Evelin lives in Hong Kong and teaches ballet, creative dance and school workshops (primary and secondary). She makes work for her dance company Motive for Motion and has collaborated and performed for the VivaDanca Festival directed by Cristina Castro in Salvador-Bahia, Brazil. During the recent political unrest in Hong Kong her performance work has been in jeopardy.
What impact has CAP had on your practice?
CAP has impacted positively and consistently in my development as an artist. Encouraging me on my journey rather than holding me back. Through CAP I am able to navigate my creative process with a sense of direction and yet curiosity and excitement to challenge it.
CAP has helped me to develop a consciousness and embody the discovered knowledge in my performance, choreography or in my teaching practice. It’s essential to have a research methodology that allows the creative process to breathe and continue to grow, following a line of inquiry that is not linear.
How did you learn about CAP?
I learned about CAP while preparing for a lecture-performance at the Innovation in Performing Arts Education Symposium 2017 at the Hong Kong Academy for Performing Arts, where I graduated as Master of Fine Arts in 2011. For the Symposium, I presented the concept of the Dance Platform, Solo Works, that I was launching in Hong Kong.
Born out of restless curiosity, Solo Works is a process-based dance platform. It aims to be a space for dance artists who are looking for an opportunity to explore and nurture creativity in their own practice. To choose solo composition, which I acknowledge is not always a choice, affirms a field of dance and the importance of exploring a subject’s own identity, movement, and language.
What do you use CAP for?
I use CAP in my dance making for contextualising, making concrete and enabling collaboration. I use it to help me embody movement and put choreographic ideas into practice.
I use CAP to examine my original intentions and motives and articulate my practice in a more systematic and cyclic process of creativity. This allows for a more clear understanding of the process and fluidity in my writing. I can see how the imagery comes out and takes shape.
This is something I need in order to contextualise that which I can’t grasp. It’s not so literal as reflecting on what I am doing as it happens. Rather I have to find a structure that gives space for active enquiring; a foundation to be free to explore. CAP allows me to go to the studio with concrete ideas so that movement research happens.
How do you use CAP with your collaborators?
CAP has provided the method I need to articulate my thoughts in a more effective way so that other artists can understand the process and are motivated to contribute and collaborate creatively instead of following instructions or executing preconceived ideas.
I work collaboratively with my sister who is a musician and CAP lets us find ways of creating together.

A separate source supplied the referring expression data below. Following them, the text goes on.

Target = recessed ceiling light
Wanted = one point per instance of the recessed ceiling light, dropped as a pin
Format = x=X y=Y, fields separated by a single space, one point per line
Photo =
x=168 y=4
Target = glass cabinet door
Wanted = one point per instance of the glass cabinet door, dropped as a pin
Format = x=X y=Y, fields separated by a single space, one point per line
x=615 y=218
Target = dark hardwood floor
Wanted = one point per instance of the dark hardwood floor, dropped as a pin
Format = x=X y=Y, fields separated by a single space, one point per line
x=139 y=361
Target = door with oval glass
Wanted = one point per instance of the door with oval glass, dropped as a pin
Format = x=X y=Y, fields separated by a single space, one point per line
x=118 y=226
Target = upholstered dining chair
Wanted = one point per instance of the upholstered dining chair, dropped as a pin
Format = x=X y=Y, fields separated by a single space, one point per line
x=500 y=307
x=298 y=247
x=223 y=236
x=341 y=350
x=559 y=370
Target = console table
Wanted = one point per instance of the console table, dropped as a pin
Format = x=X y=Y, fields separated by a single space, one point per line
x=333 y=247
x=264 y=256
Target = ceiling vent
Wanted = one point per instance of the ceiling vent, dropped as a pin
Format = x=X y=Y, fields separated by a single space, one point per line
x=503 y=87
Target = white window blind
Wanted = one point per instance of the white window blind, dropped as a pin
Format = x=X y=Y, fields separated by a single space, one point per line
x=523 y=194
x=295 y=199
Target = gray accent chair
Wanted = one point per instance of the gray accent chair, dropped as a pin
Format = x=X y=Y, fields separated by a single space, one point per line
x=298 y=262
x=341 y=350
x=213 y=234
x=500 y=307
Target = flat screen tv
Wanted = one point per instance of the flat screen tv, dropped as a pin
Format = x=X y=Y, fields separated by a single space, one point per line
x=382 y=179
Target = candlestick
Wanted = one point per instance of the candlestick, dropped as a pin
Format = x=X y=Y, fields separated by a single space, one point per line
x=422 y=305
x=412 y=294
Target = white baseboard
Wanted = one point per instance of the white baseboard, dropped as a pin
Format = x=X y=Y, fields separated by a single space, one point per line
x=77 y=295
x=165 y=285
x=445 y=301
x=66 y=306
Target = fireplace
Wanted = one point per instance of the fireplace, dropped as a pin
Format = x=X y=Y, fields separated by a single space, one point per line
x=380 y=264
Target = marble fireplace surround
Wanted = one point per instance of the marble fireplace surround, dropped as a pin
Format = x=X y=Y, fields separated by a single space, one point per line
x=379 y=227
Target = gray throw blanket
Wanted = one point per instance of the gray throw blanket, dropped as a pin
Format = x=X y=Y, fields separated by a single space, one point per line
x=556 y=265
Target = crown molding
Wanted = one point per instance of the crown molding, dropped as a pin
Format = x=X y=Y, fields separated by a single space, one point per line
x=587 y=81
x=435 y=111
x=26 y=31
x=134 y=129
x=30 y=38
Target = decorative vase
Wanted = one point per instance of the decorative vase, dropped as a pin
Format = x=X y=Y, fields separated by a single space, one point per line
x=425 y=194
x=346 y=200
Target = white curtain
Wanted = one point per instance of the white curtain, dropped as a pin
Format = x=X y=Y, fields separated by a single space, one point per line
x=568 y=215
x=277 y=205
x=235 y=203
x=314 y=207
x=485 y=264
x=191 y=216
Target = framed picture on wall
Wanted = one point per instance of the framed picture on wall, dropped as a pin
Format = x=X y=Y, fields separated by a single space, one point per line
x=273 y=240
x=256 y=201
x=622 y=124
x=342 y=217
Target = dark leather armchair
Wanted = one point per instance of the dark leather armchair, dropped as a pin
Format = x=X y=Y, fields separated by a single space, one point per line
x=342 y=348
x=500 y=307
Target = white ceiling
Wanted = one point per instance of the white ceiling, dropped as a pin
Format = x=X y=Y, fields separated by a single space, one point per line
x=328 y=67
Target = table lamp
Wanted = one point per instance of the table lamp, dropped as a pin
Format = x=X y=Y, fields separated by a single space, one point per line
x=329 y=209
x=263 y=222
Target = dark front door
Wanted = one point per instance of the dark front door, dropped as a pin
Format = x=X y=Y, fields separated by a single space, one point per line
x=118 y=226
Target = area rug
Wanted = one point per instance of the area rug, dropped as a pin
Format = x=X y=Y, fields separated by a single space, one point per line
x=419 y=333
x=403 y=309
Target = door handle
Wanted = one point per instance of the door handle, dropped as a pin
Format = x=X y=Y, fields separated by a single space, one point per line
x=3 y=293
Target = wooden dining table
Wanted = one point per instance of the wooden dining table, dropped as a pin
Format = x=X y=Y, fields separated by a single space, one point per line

I have a system of drawing sketches of the choreographic ‘cells’ and their development like a map. I give her the drawings to create the bases for the music. This also allows her to create freely within the existing structure.
How do you use writing in your creative process?
In this process, writing became not only a method to register the journey but a way to process while doing it. Writing became a way to grasp and shape thoughts in my practice. Formulating sentences, choosing words to describe, selecting topics, erasing, deleting…just like we do with our movement exploration while trying to find a dramaturgy, a storyline to bold, to sustain without grounding you.
Writing down your reflections, insights, even rehearsal tasks and notes become an extension of the studio practice and the scaffolding of later analysis. The whole process became more one of a spiral, you almost circle back then you take a leap again. You contradict your own initial thoughts as you do it, and therefore it’s crucial to keep doing it.
Tell me about your forthcoming performance
I am planning to stand on stage and just tell the audience what I am about to do: how I discover the movement idea, how I am planning to perform it, step by step, very literal. I would like for the audience to imagine the dance before I perform it.
I have a set of movements that I explore during the elaboration of the piece and I dance a structured improvisation following pre-recorded music. This is the same format as how I rehearse and that is how I am planning to perform.
I was selected to participate in the process-based platform Hier=Jetz in Munich, but due to the COVID outbreak that performance was cancelled.
Tell us about your work
Zoom
Zoom was created and choreographed for the camera. The video dance happens live from the backstage while projected at the cyclorama for the audience. Only by the end of the choreography, the audience will realize that was happening live as Evelin walks on the stage and perform the dance again in from of their eyes, now the choreography takes another dimension as it evolves what originally initiate from the movements of her feet.
The Bachianas
The Bachianas choreography starts as an experiment with movements in relation to its shadow and light from the mobile phone. Created for the music As Bachianas from the Brazilian composer Heitor Villa-Lobos, Evelin uses the light and the absence of it to reveal the “Saudade” embodied in her dance. Saudade (in Portuguese) a deep emotional state of longing for an absent something or someone. In this choreography, Evelin remembers her ballet background still present in her body and memories.